In contrast, Nigeria continues to slide down the sovereign credit rating ranks as fiscal pressures intensify amid the worsening lending conditions, weak macroeconomic outlook and an ongoing inflation crisis, forcing the Central Bank of Nigeria to hike rates aggressively. Notwithstanding the high international oil prices, Nigeria’s fiscal outlook is gloomy, with tax collections and surging debt servicing costs the most significant risks to the country’s fiscus.
The divergence in sovereign credit ratings between Angola and Nigeria is a function of the adoption of prudent fiscal policy in the former and the lack of debt consolidation measures in the latter. While Nigeria’s debt pile continues to balloon, Angola’s debt burden is trending lower due to fiscal consolidation measures, including mass privatization and cutting back on public expenditure. Looking forward, while fiscal risks in both countries are acute, the fiscal outlook for Angola is significantly better than Nigeria's. As such, we expect Angolan bonds to outperform Nigerian bonds over the medium term (3-5 years).

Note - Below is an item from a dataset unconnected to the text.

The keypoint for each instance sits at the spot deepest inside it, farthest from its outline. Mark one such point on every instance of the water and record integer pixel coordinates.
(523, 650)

Macroeconomic: Inflation pressures in Egypt and Nigeria remain acute
The wave of African PMI data started yesterday and will continue today. With market focus centred on growth and inflation dynamics, the latest round of PMI data will offer valuable high-frequency insight into the health of many of Africa’s key economies. Yesterday saw the release of the September economy-wide PMI for Egypt and Nigeria.
The PMI data confirmed that business conditions in Egypt's non-oil economy remained under strain from inflationary pressures, energy rationing, import restrictions and weak demand in September. Specifically, Egypt’s headline PMI reading came in at 47.6, unchanged from August. There was one positive takeout, and that was that the outlook for future business activity in the non-oil sector improved from August's near-survey low.

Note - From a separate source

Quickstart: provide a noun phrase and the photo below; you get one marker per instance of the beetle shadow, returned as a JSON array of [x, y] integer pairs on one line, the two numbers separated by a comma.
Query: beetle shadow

In contrast, business conditions in Nigeria continued to improve in September. Nigeria’s headline PMI reading came in at a 5-month high of 53.7 in September, up from 52.3 in August, amid sharper rises in output and new orders. While growth conditions improved, it must be noted that cost inflation remained elevated, in large part due to currency weakness. As such, companies increased their selling prices accordingly. This suggests that inflation will likely remain robust in the months ahead, which will force the Central Bank of Nigeria to remain hawkish.